As a socio-technical researcher I work on projects that combine elements of computer science and the social sciences. I focus on bringing in the human experience and perspective into our understanding of technology and enjoy highlighting how these human factors can positively shape technological development. Joining Horizon as a Transitional Assistant Professor allows me space to develop my research portfolio and I am excited to be bringing this approach into a new research collaboration, called “Artificial Intelligence Decision Support for Kidney Transplantation (AID-KT)”
AID-KT is funded by NIHR and is led by a team at the University of Oxford. The project co-leaders are Simon Knight in the Centre for Evidence in Transplantation and Tingting Zhu from the Oxford Computational Health Informatics Lab. The project seeks to improve outcomes in kidney transplantation by developing an AI decision support tool.
The kidney is the most transplanted organ – accounting for just over 65% of organ transplants. At any one time, there are around 5,000 patients on the waiting list for a kidney transplant in the UK. However, donor organs are often turned down due to fears of poor outcomes for patients. Currently there is an absence of support tools to help clinicians determine and discuss with their patients how likely the transplant of a specific donor kidney will be for them, plus how this might compare to not having the transplant and waiting for another kidney to become available. Being able to predict the graft survival of the kidney after transplant could greatly increase the transplant success rate, leading to better outcomes for, and making better use of the available organ pool and healthcare resources.
The aim of this project is to address this absence by developing and testing a clinical decision support tool for kidney transplant. It will be driven by machine learning techniques and will help answer this crucial clinical question for potential kidney donor recipients:
Will my outcome be better if I accept this transplant offer, or wait for the next offer in the future?
Much of the project focuses on the creation and validation of machine learning models that can accurately predict graft and patient survival following transplant and patient outcomes if a transplant offer is declined. Alongside this, we are conducting work to make these models explainable and transparent. Little existing research has investigated how to present these kinds of clinical predictions to patients and clinicians in ways they find accessible.
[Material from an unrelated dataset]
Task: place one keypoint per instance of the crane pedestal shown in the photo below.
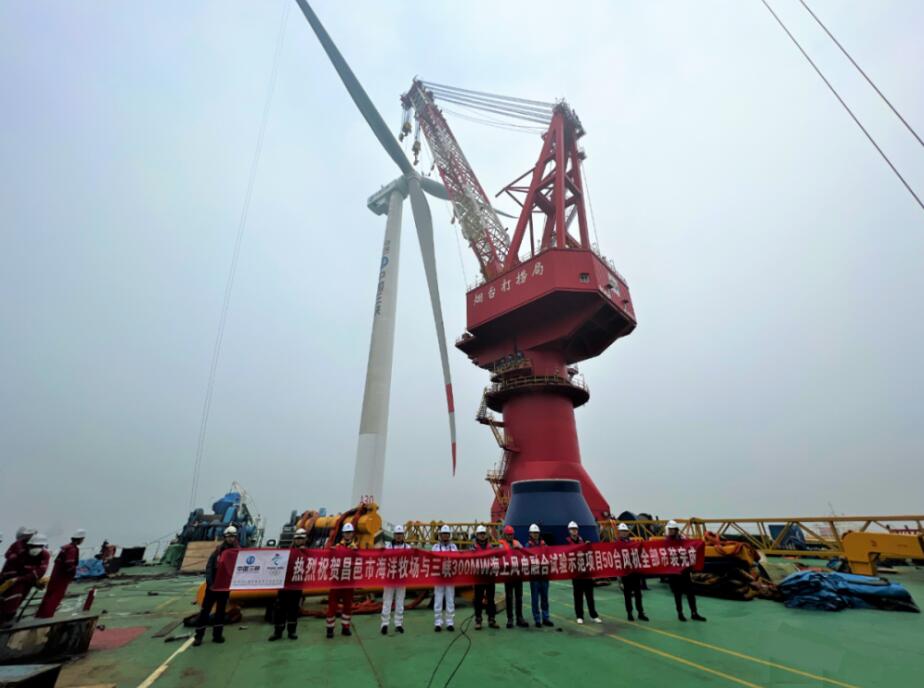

Therefore, we will be involving clinicians and patients in our research – through qualitative interviews and other methods – to assess which data are useful to them and how data should be presented to support decision making and informed consent. As part of this we recognise that patients will differ in terms of the level of detail they want to have and the extent to which they prefer to lead their own decision making or defer to clinical judgement. As such, the clinical decision tool needs to be adaptable to the preferences of different individuals. In addition, it also needs to make its salient features visible and interpretable to clinician users so that they can understand how the model is using underlying data and explain the predictions made to patients clearly. By bringing in these human perspectives to the development of the tool we can optimise its usefulness and effectiveness in clinical settings. By extension we can also, hopefully, improve acceptance rates for kidney transplants as well as post-transplant outcomes.